Arguing for “stability” as the rationale for political liberalization and respect for human rights has a built-in contradiction. It suggests that China’s communist leaders will see the wisdom of letting go of power. Unfortunately, they don’t see things that way. They are keen to keep the Chinese Communist Party in power and claim that American overtures on human rights and democracy are part of a plot to destroy China.

Secretary Clinton’s remarks about China do not seem to reflect any wisdom gained from the experience of the Arab spring – that stability by dictatorial regimes is illusory, and support for that kind of stability is counterproductive and immoral. If China’s people, no less than Arabs, have a right to emerge from decades of repression, American rhetoric and actions must reflect it. If there is nothing behind the talk, then more than language will have been degraded. Washington will be seen as weak and China and other dictatorships will be emboldened.

What kinds of things could be done?

Washington should convene a meeting of foreign ministers from democratic countries in Asia and Europe to agree on basic principles for supporting democracy in China.

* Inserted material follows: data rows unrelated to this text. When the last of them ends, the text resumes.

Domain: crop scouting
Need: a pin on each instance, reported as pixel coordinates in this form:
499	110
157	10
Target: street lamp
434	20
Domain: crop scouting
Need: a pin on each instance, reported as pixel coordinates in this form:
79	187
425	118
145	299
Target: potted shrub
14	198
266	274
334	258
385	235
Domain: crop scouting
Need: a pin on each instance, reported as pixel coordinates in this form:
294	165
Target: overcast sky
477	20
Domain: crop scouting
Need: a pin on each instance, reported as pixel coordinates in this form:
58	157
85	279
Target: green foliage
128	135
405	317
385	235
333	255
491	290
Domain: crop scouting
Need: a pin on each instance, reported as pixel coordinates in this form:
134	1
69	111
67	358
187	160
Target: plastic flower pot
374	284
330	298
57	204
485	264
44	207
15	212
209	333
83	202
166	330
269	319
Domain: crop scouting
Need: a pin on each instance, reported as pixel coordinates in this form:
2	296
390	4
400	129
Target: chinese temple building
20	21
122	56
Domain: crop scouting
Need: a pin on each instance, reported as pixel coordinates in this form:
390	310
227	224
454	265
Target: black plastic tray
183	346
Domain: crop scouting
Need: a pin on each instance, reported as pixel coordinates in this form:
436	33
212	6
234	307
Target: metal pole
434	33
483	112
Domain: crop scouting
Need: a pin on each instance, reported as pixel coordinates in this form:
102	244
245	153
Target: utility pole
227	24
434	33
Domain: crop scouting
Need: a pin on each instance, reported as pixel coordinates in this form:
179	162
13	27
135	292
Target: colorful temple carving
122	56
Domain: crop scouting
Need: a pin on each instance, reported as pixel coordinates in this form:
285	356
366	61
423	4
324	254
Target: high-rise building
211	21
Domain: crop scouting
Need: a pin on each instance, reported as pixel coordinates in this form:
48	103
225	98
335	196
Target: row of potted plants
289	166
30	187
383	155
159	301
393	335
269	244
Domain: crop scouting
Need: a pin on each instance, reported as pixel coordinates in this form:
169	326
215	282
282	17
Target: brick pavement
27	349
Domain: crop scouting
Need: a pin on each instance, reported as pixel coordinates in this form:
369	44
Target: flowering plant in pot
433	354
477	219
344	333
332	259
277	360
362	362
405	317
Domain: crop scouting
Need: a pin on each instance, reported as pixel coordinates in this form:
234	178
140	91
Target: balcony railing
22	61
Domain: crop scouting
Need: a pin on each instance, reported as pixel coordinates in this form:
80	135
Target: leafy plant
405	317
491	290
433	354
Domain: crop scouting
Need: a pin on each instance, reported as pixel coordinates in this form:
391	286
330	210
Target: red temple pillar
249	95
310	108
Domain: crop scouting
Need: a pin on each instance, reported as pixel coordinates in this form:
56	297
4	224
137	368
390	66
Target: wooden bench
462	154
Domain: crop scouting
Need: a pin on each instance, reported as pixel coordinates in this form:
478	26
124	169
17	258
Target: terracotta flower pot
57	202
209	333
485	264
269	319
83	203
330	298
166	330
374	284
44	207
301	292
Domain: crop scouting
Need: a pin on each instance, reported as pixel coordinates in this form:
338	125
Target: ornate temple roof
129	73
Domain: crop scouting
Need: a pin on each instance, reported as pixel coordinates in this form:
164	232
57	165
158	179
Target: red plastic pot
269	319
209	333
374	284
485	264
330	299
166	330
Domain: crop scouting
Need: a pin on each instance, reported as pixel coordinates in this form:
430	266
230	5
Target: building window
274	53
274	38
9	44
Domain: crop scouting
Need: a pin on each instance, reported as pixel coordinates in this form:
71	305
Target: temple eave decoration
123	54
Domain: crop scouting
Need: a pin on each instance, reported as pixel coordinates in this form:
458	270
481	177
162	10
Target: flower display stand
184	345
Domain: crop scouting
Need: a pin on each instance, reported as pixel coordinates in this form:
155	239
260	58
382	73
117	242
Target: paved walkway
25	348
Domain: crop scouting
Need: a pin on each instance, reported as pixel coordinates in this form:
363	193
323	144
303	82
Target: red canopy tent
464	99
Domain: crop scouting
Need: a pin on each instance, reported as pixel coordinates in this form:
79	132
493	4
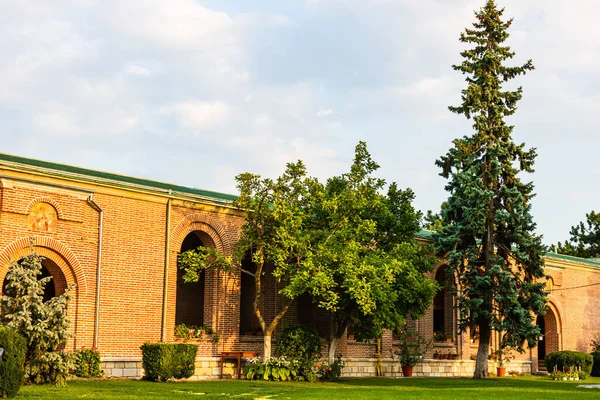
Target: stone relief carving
42	218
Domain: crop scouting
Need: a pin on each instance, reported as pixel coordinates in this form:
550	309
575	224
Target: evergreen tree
585	238
44	325
488	232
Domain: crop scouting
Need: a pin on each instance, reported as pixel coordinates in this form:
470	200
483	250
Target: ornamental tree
44	325
488	231
275	236
585	238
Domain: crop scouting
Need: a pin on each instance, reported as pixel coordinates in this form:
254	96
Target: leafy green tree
44	325
276	236
585	238
365	250
488	232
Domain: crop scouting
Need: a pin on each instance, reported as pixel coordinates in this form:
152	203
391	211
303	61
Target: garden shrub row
564	360
163	361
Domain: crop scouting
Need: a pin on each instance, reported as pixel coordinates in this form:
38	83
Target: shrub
87	363
330	372
274	369
563	360
596	366
11	366
302	344
163	361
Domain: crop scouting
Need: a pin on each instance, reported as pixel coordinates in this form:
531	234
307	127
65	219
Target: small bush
302	344
563	360
11	366
275	369
163	361
596	366
88	364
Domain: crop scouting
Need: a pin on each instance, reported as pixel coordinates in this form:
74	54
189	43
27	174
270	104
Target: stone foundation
208	368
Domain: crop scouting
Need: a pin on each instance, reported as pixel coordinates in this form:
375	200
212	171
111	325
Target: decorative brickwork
132	276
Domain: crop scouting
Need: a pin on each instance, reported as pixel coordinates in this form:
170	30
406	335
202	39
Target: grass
372	388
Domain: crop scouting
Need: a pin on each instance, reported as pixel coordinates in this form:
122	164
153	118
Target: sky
194	92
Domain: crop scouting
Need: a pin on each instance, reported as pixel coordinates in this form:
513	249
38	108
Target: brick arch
200	222
49	248
553	326
49	200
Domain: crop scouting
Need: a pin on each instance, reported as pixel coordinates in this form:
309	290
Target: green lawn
375	388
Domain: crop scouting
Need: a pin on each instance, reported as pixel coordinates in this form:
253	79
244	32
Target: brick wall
133	273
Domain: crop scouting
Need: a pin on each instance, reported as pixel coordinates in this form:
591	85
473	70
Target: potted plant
412	348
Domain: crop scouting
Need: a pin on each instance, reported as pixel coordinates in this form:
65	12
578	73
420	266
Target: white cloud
324	112
56	124
138	71
198	114
180	24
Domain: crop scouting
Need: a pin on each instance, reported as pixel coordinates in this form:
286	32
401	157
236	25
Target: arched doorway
189	306
442	307
550	335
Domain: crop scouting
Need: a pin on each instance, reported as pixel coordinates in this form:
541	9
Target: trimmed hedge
11	366
596	366
567	359
301	344
163	361
88	364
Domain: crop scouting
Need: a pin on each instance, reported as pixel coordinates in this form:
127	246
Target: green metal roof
595	262
591	261
99	177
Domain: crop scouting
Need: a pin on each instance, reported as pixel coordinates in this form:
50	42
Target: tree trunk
332	349
336	339
267	347
481	365
379	358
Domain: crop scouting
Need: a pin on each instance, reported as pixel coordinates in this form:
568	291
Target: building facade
117	239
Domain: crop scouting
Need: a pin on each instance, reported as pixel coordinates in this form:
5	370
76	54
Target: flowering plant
274	369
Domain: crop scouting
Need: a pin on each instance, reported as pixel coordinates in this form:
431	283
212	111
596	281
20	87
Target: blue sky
195	92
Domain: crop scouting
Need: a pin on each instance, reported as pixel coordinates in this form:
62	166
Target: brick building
117	239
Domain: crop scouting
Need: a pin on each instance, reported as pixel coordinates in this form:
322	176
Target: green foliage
412	346
330	372
88	364
368	267
13	360
487	226
564	360
275	369
596	363
44	325
183	331
585	238
163	361
302	344
595	343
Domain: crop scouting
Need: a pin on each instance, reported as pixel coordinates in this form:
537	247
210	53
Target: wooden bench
238	355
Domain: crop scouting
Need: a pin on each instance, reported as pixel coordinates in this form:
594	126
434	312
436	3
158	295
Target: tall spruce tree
488	231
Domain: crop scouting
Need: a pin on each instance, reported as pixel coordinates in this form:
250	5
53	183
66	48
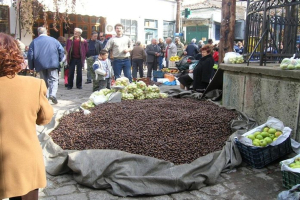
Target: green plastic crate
260	157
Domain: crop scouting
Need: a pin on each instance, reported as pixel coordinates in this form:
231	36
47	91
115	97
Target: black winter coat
203	72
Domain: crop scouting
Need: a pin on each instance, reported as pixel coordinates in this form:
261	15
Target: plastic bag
233	58
292	194
272	122
184	63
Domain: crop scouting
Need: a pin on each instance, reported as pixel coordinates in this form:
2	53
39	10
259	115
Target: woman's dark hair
11	58
207	48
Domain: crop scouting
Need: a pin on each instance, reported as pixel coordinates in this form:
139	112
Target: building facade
205	20
143	20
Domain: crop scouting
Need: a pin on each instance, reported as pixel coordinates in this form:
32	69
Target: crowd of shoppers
124	57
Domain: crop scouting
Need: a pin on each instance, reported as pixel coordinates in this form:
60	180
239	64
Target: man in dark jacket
77	49
94	48
192	48
153	52
44	55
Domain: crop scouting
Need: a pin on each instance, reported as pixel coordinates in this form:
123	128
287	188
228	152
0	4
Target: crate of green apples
265	143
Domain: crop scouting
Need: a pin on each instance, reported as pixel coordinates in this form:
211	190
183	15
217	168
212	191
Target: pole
178	16
227	28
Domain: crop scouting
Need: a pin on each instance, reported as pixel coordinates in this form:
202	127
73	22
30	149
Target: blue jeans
137	65
160	59
78	63
122	64
50	76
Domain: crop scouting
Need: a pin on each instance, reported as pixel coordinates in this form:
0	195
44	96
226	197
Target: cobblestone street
239	184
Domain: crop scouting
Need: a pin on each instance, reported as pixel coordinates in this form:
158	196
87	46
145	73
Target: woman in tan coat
23	104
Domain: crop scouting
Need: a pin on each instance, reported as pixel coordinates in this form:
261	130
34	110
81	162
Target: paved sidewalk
242	183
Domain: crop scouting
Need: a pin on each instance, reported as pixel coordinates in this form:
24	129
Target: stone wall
262	91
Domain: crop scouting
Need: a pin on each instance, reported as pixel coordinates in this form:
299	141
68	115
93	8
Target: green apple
272	136
278	133
252	137
268	140
260	137
272	130
265	134
262	143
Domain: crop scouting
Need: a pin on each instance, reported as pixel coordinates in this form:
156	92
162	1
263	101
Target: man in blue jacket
44	55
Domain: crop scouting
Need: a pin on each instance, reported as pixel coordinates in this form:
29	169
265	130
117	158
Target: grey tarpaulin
126	174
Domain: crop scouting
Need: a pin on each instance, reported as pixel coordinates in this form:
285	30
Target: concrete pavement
242	183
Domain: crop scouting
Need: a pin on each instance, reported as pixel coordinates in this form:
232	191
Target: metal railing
272	29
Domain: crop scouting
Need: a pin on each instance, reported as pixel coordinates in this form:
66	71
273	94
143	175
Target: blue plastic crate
259	157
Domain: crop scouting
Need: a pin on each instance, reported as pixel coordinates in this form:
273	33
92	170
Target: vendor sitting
103	70
200	76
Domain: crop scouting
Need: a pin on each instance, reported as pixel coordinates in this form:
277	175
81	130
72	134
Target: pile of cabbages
130	91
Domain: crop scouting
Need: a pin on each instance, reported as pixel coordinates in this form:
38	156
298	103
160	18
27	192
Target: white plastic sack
272	122
285	165
99	99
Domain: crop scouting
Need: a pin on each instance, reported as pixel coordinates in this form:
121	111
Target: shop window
149	23
84	28
4	19
150	30
169	28
130	28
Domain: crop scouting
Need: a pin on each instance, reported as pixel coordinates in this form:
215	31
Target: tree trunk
227	28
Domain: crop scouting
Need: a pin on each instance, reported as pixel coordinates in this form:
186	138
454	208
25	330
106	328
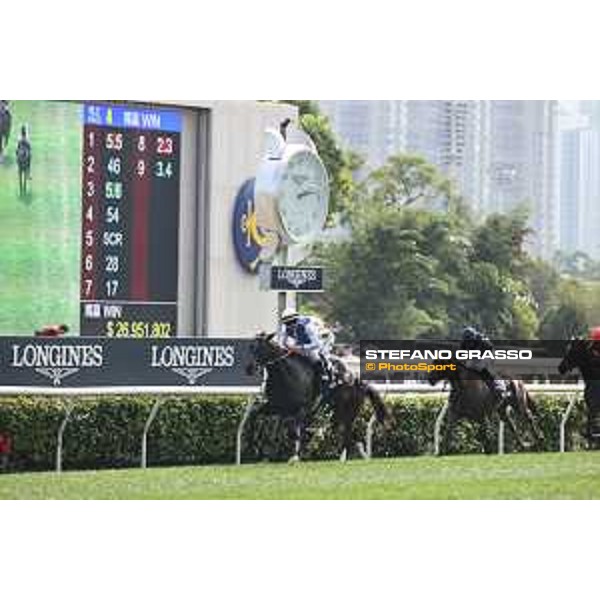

These principles should include aid to human rights activists and democrats in Hong Kong, Tibet and East Turkestan, or what China calls Xinjiang.

Lobsang Sangay, the newly elected leader of the democratic Tibetan exile government, should be included in any future meeting between President Obama and the Dalai Lama. President Obama should also meet Rebiya Kadeer, the exile Uyghur leader, as President Bush did.

The Obama administration has batted down a report that it was considering visa restrictions for Chinese officials and their families in response to the ongoing crackdown on dissidents, but denying entry to the U.S. for Chinese officials involved in repression seems like an obvious thing to do.

For Congress, the confirmation hearing for Gary Locke to be the next American ambassador to Beijing presents an opportunity for a discussion of the administration’s thinking on human rights and how it will be put into practice.

That democracy is a universal value embraced by Chinese rather than a foreign concoction has been demonstrated time and time again by Chinese activists and intellectuals willing to go to jail and suffer for their beliefs. Democracy as an objective of Chinese people has been expressed in Charter 08, a blueprint for a democratic China, signed by thousands including the imprisoned Nobel Peace Prize winner Liu Xiaobo. American policy should take the CCP canard about democracy as a foreign plot head on.